Limitations and Future Research

The limitations of this study include the potential for error in data entry by clinicians, as well as the fact that data was only collected from the authors' facility and may not be generalizable to other institutions. Including data from multiple sites would provide a more comprehensive understanding of how sensory integration is used in different locations. Additionally, the study did not include the use of recently effective supplemental interventions such as microcurrent. Further research should be conducted on other sensory integration techniques used at this facility, including the TOT collar and the Benik system, which have less evidence in the literature.

The results of the study may also be influenced by variations in clinician confidence with different sensory integration techniques. Manual techniques were predominantly used by a small group of clinicians who received specific training, and were typically employed early in the treatment process, in contrast to other sensory integration techniques which were used later in therapy.
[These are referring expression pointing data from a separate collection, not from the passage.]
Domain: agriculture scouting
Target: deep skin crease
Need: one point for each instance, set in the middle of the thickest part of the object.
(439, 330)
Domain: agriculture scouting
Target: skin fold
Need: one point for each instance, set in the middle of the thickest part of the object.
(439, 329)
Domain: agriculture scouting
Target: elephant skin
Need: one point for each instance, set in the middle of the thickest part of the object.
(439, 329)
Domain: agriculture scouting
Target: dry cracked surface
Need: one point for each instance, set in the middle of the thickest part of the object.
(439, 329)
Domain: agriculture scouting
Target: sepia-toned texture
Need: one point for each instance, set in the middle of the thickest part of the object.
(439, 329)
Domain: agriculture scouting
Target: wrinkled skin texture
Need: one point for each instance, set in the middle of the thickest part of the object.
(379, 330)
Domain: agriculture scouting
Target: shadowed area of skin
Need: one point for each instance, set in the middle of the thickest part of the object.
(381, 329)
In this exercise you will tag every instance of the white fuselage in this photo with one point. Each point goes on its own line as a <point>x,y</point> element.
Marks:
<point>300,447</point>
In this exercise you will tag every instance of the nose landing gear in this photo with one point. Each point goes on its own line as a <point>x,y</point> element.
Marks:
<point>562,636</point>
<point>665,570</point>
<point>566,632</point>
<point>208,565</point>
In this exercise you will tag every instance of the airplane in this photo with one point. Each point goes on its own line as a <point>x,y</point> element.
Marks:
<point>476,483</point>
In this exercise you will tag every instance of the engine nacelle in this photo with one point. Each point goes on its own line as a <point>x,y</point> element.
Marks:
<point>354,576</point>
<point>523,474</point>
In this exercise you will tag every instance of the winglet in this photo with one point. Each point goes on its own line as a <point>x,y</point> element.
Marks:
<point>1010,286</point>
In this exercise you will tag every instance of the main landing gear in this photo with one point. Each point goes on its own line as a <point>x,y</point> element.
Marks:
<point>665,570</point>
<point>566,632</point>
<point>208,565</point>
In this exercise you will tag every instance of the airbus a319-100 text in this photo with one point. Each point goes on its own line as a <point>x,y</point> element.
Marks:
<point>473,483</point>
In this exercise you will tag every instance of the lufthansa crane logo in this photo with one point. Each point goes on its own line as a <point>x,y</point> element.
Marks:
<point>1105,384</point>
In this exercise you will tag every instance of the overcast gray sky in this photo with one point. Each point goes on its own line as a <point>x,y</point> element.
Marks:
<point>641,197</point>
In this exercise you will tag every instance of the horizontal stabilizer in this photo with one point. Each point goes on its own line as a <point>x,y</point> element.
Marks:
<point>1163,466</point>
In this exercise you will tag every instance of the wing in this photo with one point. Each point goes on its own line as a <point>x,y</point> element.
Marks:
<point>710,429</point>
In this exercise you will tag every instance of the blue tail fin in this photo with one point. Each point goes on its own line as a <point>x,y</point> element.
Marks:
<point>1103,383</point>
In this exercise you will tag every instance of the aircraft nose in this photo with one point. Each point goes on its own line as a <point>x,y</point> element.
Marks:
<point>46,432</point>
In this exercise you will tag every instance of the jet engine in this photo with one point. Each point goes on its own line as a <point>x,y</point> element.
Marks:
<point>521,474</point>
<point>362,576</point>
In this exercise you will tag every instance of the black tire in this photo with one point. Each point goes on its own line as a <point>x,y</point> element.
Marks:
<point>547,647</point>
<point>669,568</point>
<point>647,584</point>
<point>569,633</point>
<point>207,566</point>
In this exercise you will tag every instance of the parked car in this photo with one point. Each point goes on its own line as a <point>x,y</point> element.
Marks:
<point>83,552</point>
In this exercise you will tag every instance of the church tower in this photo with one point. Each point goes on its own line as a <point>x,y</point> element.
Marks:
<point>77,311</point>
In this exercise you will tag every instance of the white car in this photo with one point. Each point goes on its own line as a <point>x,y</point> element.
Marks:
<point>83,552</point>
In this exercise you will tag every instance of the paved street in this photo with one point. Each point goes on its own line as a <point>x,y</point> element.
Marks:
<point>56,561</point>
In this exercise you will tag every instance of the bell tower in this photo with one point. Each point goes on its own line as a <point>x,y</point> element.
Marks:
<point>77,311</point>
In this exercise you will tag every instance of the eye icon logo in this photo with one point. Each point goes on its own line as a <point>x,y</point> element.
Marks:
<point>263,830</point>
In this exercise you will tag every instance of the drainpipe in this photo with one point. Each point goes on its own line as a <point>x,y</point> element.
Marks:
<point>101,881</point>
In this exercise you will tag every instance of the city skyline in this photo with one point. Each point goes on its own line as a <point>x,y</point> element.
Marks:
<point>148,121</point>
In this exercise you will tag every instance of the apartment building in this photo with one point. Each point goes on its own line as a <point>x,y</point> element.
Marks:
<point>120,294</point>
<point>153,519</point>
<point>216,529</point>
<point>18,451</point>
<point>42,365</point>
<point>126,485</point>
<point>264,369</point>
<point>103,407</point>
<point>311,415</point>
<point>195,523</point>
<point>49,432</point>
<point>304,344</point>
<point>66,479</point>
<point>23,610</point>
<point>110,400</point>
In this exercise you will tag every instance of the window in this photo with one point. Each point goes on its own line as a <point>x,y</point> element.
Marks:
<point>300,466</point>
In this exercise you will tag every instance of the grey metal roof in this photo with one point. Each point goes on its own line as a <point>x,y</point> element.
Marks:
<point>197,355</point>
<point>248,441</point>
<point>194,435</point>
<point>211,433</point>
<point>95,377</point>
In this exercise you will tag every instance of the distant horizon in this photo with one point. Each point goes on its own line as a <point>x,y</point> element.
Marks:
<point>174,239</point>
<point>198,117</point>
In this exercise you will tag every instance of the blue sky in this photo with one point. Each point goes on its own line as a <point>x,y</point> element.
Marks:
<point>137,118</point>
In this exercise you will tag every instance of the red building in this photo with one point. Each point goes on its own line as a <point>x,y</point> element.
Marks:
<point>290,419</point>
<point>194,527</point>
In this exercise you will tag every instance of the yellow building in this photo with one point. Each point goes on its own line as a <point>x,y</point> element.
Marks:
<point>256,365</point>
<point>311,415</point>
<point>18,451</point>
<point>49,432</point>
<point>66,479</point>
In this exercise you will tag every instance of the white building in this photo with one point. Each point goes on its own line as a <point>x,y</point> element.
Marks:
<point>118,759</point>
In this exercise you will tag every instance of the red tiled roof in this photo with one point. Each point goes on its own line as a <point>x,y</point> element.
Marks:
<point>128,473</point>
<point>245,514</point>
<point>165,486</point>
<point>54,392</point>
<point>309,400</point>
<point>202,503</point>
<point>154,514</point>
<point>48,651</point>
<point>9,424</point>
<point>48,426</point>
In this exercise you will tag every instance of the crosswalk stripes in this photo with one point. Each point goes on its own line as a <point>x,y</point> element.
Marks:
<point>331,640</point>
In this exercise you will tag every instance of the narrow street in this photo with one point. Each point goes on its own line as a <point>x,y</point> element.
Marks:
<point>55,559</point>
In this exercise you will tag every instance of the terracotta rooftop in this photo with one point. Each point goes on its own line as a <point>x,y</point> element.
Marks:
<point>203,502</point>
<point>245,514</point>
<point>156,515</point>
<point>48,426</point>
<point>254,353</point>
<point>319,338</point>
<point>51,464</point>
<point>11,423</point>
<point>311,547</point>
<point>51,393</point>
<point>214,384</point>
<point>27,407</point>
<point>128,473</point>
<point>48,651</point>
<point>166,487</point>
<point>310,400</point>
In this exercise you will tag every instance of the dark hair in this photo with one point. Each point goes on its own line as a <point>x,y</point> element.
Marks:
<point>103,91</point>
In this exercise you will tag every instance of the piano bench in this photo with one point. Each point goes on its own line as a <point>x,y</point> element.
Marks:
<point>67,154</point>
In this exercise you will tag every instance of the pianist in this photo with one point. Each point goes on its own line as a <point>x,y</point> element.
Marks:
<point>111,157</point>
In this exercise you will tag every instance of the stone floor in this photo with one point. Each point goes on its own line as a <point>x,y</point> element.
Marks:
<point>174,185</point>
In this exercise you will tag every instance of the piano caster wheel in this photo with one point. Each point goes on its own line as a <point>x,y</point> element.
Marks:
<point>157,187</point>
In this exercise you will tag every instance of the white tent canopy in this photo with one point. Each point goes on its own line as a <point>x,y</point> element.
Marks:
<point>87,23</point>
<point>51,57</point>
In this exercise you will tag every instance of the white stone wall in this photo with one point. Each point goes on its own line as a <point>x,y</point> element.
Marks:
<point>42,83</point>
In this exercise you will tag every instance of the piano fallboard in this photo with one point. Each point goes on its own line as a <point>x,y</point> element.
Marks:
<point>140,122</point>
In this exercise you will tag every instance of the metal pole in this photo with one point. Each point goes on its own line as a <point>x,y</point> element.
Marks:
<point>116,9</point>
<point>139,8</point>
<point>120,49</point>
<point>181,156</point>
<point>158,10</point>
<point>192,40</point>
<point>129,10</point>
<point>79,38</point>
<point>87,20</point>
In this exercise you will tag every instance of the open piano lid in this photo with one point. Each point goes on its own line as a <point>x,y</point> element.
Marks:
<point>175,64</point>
Future research should consider analyzing manual techniques separately from other techniques, due to their distinct methods and timing of usage by clinicians.

Conclusions

In a study conducted on infants with congenital muscular torticollis (CMT), it was found that 9% of the infants received supplemental intervention (SI) during their physical therapy treatment. The most common types of SI used were kinesiological tape, manual techniques, the TOT collar, and the Benik system. Infants with moderate to severe CMT who had their first physical therapy visit at a later age and had greater deficits in passive range of motion and muscle function were more likely to receive SI. Although infants who received SI had more therapy visits over a longer period, they experienced similar resolution of symptoms as infants who received regular physical therapy treatment (FCI) only. These findings suggest that SI can be a useful tool for physical therapists when CMT symptoms are not improving. However, it is important to provide adequate training to clinicians and educate caregivers about the use of SI. Future research should focus on understanding the effectiveness of each SI technique and determining the optimal order of use for infants with CMT.

Opportunities for Future Research

1. Investigate the effectiveness of kinesiological tape in infants with congenital muscular torticollis (CMT) in terms of muscle function and cervical range of motion.

2. Evaluate the use of manual techniques, such as myofascial release and massage, as supplemental interventions in the treatment of CMT in infants.

3. Examine the effectiveness of the Tubular Orthosis for Torticollis (TOT) collar as a supplemental intervention for infants with CMT who have unresolved head tilt.

4. Assess the outcomes of using the Benik Contralateral Torticollis Bracing System as a supplemental intervention in infants with CMT who have not responded to first-choice interventions.

5. Compare the effectiveness of different combinations of supplemental interventions, such as kinesiological tape and manual techniques, in the resolution of CMT symptoms in infants.

6. Investigate the impact of caregiver education on the use and effectiveness of supplemental interventions in the treatment of CMT in infants.